PERSPECTIVE FROM THE 19TH HOLE: This is the title I chose for my personal blog, which is meant to give me an outlet for one of my favorite crafts – writing – plus to use an image from my favorite sport, golf. Out of college, my first job was as a reporter for the Daily Astorian in Astoria, Oregon, and I went on from there to practice writing in all of my professional positions, including as press secretary in Washington, D.C. for a Democrat Congressman from Oregon (Les AuCoin), as an Oregon state government manager in Salem and Portland, as press secretary for Oregon’s last Republican governor (Vic Atiyeh), and as a private sector lobbyist. This blog also allows me to link another favorite pastime – politics and the art of developing public policy – to what I write. I could have called this blog “Middle Ground,” for that it what I long for in both politics and golf. The middle ground is often where the best public policy decisions like. And it is where you want to be on a golf course.
There are at least three reasons for the commitment in the headline:
- In the Wall Street Journal, I get a center-right perspective on the days’ news, especially in politics.

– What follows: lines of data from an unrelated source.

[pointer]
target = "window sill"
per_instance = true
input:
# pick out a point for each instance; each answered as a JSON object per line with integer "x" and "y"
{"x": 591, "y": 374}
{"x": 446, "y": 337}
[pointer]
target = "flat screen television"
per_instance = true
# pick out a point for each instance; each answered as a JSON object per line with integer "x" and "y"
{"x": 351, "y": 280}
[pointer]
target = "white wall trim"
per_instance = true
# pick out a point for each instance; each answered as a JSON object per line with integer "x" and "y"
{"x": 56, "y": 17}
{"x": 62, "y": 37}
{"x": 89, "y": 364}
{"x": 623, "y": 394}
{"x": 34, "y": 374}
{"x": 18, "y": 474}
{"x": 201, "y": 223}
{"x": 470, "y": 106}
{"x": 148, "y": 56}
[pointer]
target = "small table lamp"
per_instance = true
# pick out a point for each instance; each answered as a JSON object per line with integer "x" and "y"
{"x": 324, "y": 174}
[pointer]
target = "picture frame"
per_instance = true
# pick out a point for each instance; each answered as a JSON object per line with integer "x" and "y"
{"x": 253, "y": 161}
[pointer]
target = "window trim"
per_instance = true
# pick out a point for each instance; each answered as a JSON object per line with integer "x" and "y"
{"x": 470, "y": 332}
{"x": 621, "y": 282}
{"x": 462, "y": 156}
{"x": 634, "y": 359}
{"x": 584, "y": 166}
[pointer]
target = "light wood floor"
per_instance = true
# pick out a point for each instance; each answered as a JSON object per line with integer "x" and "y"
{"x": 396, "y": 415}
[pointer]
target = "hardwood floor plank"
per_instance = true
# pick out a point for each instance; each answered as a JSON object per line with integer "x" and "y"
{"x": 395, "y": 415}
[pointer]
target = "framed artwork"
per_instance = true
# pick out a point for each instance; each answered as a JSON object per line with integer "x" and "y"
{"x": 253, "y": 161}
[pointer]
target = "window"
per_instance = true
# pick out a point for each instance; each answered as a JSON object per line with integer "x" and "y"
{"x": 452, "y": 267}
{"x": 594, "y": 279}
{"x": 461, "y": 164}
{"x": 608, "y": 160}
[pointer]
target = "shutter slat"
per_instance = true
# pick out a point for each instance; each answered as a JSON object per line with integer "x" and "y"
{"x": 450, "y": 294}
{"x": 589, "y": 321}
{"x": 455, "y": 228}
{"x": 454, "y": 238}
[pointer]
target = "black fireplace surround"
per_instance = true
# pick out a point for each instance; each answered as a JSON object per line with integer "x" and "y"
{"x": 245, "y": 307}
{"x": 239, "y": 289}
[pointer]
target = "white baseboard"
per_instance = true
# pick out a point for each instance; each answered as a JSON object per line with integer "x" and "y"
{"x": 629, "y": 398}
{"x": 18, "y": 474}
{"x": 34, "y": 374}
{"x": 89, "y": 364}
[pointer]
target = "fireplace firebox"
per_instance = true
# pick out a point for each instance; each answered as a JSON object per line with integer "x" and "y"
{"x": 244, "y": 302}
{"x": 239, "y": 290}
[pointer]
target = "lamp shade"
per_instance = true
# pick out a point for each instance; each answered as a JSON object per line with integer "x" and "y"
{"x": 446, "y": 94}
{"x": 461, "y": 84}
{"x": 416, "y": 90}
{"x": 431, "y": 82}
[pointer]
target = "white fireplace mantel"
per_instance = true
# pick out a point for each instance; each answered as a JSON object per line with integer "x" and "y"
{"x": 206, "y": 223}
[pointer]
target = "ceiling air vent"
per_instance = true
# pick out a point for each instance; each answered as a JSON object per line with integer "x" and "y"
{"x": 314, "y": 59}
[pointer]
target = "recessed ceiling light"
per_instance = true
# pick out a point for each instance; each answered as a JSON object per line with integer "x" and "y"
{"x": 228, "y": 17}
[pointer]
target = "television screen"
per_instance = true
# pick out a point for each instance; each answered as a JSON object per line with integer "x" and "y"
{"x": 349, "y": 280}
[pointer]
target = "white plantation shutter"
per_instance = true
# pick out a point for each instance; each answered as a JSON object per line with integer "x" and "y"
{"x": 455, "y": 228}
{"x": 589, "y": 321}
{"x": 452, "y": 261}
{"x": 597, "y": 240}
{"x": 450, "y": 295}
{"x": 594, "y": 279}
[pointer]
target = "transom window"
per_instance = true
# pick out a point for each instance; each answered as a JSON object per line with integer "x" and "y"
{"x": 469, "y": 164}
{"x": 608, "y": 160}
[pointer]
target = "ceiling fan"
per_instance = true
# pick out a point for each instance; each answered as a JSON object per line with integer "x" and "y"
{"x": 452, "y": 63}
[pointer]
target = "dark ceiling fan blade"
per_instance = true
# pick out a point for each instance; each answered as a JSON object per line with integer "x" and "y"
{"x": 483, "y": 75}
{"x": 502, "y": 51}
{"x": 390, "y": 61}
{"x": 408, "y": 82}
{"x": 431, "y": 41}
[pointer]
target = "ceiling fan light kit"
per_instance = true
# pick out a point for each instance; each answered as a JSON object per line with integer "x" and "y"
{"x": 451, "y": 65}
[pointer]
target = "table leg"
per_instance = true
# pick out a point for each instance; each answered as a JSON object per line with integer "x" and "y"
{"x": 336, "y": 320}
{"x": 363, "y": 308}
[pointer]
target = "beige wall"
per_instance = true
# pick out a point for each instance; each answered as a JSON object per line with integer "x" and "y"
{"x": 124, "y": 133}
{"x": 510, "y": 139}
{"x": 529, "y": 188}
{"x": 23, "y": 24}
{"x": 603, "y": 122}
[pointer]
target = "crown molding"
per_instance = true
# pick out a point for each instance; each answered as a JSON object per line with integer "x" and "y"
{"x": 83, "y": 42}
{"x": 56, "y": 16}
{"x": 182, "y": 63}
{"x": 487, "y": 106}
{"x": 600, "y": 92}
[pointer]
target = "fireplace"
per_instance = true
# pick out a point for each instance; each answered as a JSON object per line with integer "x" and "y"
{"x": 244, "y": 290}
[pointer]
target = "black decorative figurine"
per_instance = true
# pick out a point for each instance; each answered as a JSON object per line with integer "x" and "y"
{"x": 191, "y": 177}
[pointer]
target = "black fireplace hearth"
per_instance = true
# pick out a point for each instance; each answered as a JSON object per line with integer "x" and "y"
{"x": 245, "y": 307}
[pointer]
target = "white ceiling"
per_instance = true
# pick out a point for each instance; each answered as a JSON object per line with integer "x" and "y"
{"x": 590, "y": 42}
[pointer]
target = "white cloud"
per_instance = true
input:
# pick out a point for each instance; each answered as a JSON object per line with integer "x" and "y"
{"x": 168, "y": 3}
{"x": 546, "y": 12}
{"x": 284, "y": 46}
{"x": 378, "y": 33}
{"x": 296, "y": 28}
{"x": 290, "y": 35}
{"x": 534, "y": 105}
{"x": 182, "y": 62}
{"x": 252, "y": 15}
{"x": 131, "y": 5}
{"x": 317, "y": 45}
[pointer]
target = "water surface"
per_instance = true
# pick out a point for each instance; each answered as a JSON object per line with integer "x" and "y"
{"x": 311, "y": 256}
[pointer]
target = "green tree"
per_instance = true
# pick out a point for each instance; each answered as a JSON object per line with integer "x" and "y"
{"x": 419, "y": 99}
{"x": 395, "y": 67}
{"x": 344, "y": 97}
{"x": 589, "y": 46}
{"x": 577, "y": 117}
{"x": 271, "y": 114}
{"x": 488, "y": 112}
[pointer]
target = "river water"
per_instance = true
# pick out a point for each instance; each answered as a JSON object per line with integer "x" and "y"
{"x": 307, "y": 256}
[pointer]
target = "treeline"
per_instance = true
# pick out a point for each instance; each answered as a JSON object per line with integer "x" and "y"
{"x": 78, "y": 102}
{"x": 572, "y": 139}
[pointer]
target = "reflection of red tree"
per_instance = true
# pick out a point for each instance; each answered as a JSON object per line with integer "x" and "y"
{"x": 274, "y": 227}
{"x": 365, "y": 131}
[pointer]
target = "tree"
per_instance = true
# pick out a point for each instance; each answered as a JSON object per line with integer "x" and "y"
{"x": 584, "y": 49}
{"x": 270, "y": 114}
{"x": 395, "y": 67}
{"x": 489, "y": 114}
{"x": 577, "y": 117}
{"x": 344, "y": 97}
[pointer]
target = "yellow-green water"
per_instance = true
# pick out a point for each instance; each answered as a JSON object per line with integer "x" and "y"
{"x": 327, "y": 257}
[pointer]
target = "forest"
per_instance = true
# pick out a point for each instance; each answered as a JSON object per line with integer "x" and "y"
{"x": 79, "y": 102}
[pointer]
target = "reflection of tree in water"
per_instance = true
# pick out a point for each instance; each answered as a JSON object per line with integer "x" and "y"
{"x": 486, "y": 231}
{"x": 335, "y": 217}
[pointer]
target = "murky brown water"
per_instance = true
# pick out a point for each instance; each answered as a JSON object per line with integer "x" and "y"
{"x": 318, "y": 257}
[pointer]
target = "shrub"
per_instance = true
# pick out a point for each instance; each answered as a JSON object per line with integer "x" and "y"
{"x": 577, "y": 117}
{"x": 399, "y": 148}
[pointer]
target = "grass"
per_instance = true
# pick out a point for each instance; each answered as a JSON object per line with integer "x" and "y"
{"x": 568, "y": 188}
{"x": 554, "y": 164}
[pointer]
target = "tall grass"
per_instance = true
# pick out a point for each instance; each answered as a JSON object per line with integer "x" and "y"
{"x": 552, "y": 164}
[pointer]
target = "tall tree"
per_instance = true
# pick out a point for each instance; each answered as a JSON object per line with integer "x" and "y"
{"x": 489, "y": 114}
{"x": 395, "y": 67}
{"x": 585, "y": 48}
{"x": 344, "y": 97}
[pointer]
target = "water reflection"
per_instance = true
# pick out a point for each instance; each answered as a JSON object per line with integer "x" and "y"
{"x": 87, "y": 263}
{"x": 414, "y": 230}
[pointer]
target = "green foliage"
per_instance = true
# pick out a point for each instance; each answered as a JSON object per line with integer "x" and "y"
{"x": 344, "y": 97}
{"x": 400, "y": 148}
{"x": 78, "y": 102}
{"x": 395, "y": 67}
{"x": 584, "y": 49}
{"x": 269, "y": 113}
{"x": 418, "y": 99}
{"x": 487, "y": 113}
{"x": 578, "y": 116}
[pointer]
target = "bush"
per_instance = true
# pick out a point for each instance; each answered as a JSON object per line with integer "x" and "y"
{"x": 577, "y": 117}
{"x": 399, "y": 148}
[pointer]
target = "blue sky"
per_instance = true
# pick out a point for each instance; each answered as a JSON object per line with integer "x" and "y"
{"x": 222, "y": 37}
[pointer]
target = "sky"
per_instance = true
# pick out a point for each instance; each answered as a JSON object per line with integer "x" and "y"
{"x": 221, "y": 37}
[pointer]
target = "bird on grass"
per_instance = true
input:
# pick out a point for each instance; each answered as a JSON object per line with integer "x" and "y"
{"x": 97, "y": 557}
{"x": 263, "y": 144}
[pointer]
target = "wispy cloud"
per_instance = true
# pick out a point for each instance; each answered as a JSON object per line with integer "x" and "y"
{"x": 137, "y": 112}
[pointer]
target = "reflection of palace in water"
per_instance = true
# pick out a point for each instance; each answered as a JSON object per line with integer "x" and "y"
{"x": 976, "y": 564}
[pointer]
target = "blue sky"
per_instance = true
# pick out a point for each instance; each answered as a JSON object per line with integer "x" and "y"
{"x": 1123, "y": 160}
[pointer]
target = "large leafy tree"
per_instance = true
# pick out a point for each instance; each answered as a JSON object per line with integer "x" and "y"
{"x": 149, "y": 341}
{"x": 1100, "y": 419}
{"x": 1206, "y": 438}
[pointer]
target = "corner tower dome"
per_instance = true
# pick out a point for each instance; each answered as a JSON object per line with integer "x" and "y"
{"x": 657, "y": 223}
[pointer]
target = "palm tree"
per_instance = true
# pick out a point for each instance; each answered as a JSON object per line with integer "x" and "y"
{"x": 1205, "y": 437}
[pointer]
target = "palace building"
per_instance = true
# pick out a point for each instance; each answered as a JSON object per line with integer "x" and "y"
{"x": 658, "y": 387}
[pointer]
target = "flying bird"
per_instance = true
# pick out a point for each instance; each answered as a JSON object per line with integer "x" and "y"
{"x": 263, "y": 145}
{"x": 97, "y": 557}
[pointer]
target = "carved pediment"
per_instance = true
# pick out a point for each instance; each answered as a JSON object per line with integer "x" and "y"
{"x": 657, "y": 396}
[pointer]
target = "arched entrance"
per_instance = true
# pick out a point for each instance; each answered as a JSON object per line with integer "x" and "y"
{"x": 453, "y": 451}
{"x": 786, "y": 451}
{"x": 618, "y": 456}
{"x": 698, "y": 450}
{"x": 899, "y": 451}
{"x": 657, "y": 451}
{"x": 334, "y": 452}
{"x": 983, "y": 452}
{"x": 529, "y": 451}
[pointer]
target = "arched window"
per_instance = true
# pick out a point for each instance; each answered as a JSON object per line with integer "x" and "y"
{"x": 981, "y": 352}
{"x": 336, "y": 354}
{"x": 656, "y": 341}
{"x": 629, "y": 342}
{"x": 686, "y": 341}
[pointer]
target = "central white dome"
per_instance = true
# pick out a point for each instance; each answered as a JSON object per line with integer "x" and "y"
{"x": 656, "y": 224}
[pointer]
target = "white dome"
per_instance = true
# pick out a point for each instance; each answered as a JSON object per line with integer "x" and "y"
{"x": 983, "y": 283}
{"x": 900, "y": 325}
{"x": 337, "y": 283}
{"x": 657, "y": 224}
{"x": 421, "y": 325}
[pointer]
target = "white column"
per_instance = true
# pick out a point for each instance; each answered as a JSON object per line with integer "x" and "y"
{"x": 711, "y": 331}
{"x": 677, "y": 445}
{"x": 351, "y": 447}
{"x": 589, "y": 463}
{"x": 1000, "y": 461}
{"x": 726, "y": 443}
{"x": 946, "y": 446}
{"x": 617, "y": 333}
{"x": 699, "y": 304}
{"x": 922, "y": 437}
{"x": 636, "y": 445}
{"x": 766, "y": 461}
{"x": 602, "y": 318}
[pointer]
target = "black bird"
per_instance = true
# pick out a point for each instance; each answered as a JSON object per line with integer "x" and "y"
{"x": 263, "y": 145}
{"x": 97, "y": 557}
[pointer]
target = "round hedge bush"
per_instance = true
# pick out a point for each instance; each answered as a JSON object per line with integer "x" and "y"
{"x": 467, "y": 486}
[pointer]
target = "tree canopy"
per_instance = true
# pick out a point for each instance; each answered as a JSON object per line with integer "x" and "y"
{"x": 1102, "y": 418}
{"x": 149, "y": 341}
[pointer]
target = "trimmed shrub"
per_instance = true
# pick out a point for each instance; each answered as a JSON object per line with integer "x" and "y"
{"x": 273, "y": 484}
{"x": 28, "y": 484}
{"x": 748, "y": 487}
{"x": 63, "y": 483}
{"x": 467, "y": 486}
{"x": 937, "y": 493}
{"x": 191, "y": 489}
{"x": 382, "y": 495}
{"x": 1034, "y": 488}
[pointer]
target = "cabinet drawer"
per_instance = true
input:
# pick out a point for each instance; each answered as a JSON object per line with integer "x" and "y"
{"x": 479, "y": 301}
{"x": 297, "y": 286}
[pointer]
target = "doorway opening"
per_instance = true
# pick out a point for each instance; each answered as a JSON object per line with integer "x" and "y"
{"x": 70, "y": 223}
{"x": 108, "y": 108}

- In the Washington Post, I get a center-left perspective.
- And, in both, I get solid journalism.
Nowhere was this comparison more evident than this morning when both outlets commented on Senator Kamala Harris as the choice running mate for Democrat presidential candidate Joe Biden.
Here are excerpts:
FROM WALL STREET JOURNAL
“In choosing Kamala Harris as his running mate on Tuesday, Joe Biden checked the essential boxes his party had demanded—a woman, a minority, and a progressive who has moved left as the Democratic Party has. We’ll see how the California Senator plays in the swing-state suburbs that Biden needs to defeat President Trump.
“Biden’s choice is especially important because he would be the oldest President on Inauguration Day at age 78. The actuarial tables and his declining mental acuity suggest he wouldn’t run for re-election, assuming he lasts a full term. Americans who have watched Biden on the campaign trail—and the way his advisers protect him from media questioning—are smart enough to know that in voting for Biden they’re also voting for his running mate as a likely President.
“Harris is most appealing as an example of American upward mobility, especially for immigrants. Her father is a Jamaican-born Stanford economist. Her Indian-born mother was a breast cancer researcher at the University of California, Berkeley.
“Biden may have backed himself into the corner of having to choose Harris. He limited his choices by promising to select a woman, and the black Democrats who saved him in South Carolina pressed for a black woman. Then the Sanders wing pressed for a progressive, and Ms. Harris is a safer choice by far than Elizabeth Warren.
“In this sense the choice is revealing about the unusual nature of Biden’s candidacy. He won the nomination as the last-ditch, anti-Trump alternative to what would have been the suicidal selection of Bernie Sanders. More than any recent nominee, Biden is a party figurehead, more than a party leader. In adding Harris to the ticket, he has underscored that a vote for Biden isn’t merely a vote to oust Trump. It’s a vote for the coastal progressives who now dominate the Democratic Party.”
FROM THE WASHINGTON POST
“From the moment former vice president Joe Biden became the Democratic Party’s presumptive nominee for president, one qualification has loomed as most important for his running mate: that she or he be prepared to serve as president. Senator Kamala Harris, the California Democrat whom Biden announced Tuesday as his selection, meets that test.
“Of course, in theory, that should always be the primary consideration for a vice president. Too often, though, candidates have been more influenced by electoral college arithmetic. There’s good reason to think that Harris, a gifted politician, can help lift the ticket, but California is not a state where Biden needs help.
“At 78, though, he would be far and away the oldest person to be sworn in as president, and demographic reality dictated a choice of someone who could plausibly step in.
“Harris is such a person. She has been elected statewide three times in the nation’s most populous state. As California attorney general, running what amounts to a parallel Justice Department, she earned executive experience and respect for her savvy and administrative skill. As senator, she gained Washington experience. And as presidential candidate last year and this, she faced the pressures of the campaign trail and the debate stage.
“It is a plus for the nation that the qualified person whom Biden settled on, after a fairly lengthy process, is also a woman, as he had promised, and a woman of color, the daughter of a mother from India and a father from Jamaica. Identifying as an African American, she would be the first woman and the first Black woman to serve as president or vice president. It is about time.
“Running to replace a president who has celebrated incompetence and elevated incompetents, Biden needed to choose a running mate who respects public service and has served well. I n Harris, he has found such a partner.”
See! That’s why I read both.
And, my view? With these editorials in mind, it is that Harris was not safest or conventional choice – she was the best choice. And I hope she helps Biden do what he must do for the future of the country – beat the worst U.S. president in history, Donald Trump.